One undisputable thing about Scott Endres (The Pod) is his musical mind. He has the passion, the organic creativity, and when it comes to atmosphere he knows a thing or two. The opening track ‘Activated Charcoal’ has all sorts of colours, that uplifting electronic fusion an inspiring sound, and then the vicious inhuman vocals kick in and you know you’re dealing with complexity. This album is unique. Those electronics might not sound natural or particularly engaging on their own, but the notes they strike, combined with the snapping echoing drums, have something going for them. ‘Going Home’, as a good example, sucks you into its world, instigates a narrative in your mind, and somehow, hell knows how, constructs and maintains a bleak mood. It’s gotta be those notes, they’re so disjointed from normality that there’s a degree of fascination. Another example is ‘Collecting Dust’. It fades into the air from the abyss, and infects the room, rotting through the walls, seeping methodically into the world. So sinister! The same can be said for ‘Foil’ and ‘Before The Law’, and the ultimate void, ‘The Perimeter Lined With Dirt’, which really bides its time. The way the feedback sounds fade in amongst the electro is engaging and relaxing. Y’know those times when you’re stressed and fed up of everything, and want something slow paced and chilled to listen to, preferably something that doesn’t pick up too much? Well, this is that. It’s seven minutes of pure uninterrupted atmosphere. Dark atmosphere, sure, but soothing nonetheless!

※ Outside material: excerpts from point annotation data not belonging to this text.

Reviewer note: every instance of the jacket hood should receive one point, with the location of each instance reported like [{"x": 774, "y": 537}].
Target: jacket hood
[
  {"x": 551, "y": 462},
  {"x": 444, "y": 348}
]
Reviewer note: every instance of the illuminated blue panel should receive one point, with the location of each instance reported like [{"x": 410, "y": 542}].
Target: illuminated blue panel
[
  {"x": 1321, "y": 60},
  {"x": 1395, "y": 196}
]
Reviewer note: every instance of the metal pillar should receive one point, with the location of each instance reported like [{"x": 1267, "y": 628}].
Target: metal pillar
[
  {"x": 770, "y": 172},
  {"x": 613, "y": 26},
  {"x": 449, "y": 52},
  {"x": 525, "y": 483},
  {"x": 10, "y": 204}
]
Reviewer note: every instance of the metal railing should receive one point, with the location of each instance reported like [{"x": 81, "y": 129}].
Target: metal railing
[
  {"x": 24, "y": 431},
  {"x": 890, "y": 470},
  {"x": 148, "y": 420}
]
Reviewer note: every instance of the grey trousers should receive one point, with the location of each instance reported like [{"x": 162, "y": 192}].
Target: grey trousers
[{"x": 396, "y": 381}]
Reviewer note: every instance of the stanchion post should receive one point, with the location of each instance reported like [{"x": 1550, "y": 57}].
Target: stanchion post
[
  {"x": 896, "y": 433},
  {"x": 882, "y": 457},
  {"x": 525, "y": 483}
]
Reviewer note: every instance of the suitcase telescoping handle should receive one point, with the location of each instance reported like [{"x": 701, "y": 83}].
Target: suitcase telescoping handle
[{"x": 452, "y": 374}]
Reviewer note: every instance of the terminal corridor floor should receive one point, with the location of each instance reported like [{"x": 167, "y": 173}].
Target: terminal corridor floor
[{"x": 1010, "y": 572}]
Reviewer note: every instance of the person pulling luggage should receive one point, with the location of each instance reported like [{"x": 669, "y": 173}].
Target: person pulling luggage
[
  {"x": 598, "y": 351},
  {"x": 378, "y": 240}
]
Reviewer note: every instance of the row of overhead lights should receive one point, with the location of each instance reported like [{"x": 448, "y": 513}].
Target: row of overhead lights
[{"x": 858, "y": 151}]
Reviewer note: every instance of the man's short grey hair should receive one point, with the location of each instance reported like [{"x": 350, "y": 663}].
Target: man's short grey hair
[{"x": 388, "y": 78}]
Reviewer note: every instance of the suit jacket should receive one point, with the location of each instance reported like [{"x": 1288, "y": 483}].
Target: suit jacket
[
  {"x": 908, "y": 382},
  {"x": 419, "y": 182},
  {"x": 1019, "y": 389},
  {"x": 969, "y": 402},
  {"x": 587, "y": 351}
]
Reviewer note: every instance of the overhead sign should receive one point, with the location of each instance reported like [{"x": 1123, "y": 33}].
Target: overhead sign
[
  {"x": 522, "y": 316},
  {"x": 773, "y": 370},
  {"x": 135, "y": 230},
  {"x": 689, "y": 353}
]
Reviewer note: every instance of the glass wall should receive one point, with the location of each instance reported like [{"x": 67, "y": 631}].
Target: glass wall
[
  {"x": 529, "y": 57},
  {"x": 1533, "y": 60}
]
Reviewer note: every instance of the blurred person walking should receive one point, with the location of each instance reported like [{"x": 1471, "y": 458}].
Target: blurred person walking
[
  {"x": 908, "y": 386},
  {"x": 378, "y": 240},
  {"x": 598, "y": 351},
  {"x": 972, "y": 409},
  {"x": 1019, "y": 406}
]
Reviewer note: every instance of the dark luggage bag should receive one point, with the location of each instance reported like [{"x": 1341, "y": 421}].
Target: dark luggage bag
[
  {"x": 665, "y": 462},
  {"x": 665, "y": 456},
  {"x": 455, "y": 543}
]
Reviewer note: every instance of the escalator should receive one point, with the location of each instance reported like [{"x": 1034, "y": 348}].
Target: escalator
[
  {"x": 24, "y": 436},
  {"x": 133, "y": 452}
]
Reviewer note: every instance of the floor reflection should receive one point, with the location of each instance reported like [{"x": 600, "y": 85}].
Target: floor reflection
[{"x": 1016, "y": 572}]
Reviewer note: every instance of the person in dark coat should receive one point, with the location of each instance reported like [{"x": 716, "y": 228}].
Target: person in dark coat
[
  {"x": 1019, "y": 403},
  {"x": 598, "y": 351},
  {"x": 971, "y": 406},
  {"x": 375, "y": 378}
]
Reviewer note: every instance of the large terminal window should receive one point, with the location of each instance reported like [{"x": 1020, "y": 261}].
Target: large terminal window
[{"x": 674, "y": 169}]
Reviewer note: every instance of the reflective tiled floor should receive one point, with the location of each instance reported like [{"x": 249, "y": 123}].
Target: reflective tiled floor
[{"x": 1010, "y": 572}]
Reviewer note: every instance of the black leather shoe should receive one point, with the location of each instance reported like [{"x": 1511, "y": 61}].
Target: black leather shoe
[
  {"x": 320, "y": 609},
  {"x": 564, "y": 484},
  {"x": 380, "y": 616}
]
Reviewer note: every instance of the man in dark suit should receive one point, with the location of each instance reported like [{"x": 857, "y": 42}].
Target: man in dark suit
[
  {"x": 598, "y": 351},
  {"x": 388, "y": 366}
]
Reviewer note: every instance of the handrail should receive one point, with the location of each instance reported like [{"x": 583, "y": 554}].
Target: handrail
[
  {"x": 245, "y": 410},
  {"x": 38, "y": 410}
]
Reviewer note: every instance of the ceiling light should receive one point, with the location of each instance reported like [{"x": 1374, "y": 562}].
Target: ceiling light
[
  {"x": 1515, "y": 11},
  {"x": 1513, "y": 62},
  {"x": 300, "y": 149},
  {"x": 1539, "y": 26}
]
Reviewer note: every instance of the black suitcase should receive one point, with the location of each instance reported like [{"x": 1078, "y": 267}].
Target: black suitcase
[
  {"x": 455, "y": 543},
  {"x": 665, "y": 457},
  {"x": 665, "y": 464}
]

The final two tracks are more of the same. ‘Calatrava’ sounds similar to previous efforts, but ‘Lost Time’ is another atmospheric build up and is more engaging than the seven minute offering. This one’s the highlight! Sadly, this LP is not very diverse. The tracks are very one in the same for the most part, with more detail they could have been more effective. There is one song in particular that stands apart form the rest, employing groove rather than pensiveness, and that song is ‘2:35’. But the electronics are too blatant, the riff unoriginal, and it does a terrible job of disguising the fact that it was created on a computer. But is it a good album overall? Well, it definitely has the ideas, and there’s a few interesting new sounds on there, so yeah, not bad at all! It will be interesting to see how Endres advances from here.